Data Discovery

**Sample Data - Country Car Sales**

**Sample Data - Customer Response**

**Analytics**** means set of techniques, which give Structure to large amount of Information for actionable Insights**. Structure is given by Charts, Graphs, Aggregations, Groupings, Inferences, Combinations, Trends etc. and Insights by showing What happened, Why it happened, What can happen and What should be done for that.

Usually we encounter massive amount of data in real world, which in its raw form is simply not palatable for any analysis. We need to give Structure to them first and most importantly DISCOVER vital information, not only are they extremely useful by themselves, but also prepare us for more advanced Analytics. We would apply **Descriptive Analytics** as one of the means to **Discover** data in this section.

Please download the **Sample Data** and use the **Self-service Tool** to get vital clues from raw data. **Descriptive Analytics refers to Numerical and Graphical Techniques**. We would use **Summary Statistics** and **Query** as two Numerical Techniques under the Descriptive Analytics option.

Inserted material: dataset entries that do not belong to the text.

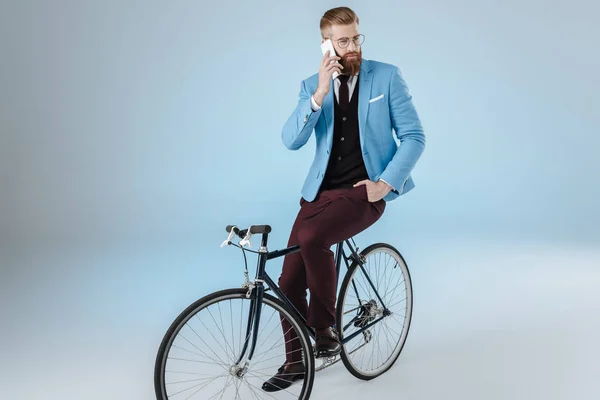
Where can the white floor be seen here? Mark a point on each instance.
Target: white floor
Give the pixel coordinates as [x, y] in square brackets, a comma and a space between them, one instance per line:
[491, 321]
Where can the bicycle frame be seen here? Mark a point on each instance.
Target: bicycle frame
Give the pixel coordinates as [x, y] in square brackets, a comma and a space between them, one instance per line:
[257, 290]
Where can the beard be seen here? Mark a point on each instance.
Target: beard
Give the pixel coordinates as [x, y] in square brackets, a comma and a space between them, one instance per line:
[351, 64]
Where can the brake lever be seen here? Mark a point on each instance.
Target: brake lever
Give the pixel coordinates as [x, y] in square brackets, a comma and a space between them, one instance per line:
[228, 240]
[246, 239]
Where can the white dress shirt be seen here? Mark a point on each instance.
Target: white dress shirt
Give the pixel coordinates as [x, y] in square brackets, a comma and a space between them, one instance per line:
[336, 87]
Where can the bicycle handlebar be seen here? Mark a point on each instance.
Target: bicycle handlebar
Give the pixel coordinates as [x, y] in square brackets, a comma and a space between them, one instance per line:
[254, 229]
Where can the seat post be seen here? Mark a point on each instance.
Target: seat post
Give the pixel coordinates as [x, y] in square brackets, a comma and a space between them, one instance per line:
[263, 243]
[338, 261]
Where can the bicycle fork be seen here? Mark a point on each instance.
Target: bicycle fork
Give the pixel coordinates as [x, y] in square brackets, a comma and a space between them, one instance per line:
[255, 293]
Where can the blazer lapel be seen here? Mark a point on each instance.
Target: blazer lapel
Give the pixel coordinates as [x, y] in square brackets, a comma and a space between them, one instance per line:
[328, 108]
[364, 92]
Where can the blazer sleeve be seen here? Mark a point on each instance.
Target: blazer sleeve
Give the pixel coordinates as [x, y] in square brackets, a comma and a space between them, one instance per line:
[300, 124]
[408, 130]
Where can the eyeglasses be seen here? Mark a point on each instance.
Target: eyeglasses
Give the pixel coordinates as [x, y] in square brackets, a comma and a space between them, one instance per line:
[344, 42]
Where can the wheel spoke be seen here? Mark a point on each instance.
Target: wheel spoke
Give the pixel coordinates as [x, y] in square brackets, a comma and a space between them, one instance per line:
[371, 355]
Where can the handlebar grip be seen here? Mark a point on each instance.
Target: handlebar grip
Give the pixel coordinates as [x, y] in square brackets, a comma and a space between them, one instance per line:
[254, 229]
[260, 229]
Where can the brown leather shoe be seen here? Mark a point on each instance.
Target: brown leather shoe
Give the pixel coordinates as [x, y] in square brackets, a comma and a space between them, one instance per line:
[327, 343]
[285, 376]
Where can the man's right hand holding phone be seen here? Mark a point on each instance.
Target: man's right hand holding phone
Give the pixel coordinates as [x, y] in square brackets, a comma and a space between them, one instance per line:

Please use **Summary Statistics Option**, select any variable (Numerical) and Statistics of your choice (Mean, Median, Variance etc.). This would summarize huge amount of data, by means of handful of numerical measures.

Please use **Query Option**, to filter out subset of data based on certain conditions. Use the Drop Down menu to generate subset of data.

The options can be read as a language -

* *

* *Select __Fields__ (Var1, Var2, ....) where __Field__ (Var3, Var4, ....) meets __Condition__ (>, <, =, .....) Value (Number or Category).

Hence we can query "Age, Income, Asset, House" where "Asset" > 10000

In fact it is indeed a language, and a de facto standard for query, called "**Structured Query Language (SQL)"**. If you have not heard of this term, better get familiarized with this, as it is one of the most important tool in Data Discovery.

We can use **Histogram, Pie Chart, Scatter Plot, Bubble Chart** etc. for **Graphical Analytics**. Histogram and Pie Chart are Univariate Plots, which are used for Continuous and Categorical data respectively. The Histogram and Pie Chart are shown for the sample data for Assets and Response in the following pictures.

Column, Scatter and Bubble Charts are Multivariate Graphical Techniques. Column Charts are used for a Numerical Measure for given Dimensions (Categories). The following Column Chart shows Average of Assets across different Response Groups. Scatter Chart shows the Income vs. Spending Pattern (or lack of pattern in this case). Please try these and other Data Discovery techniques on the other data set.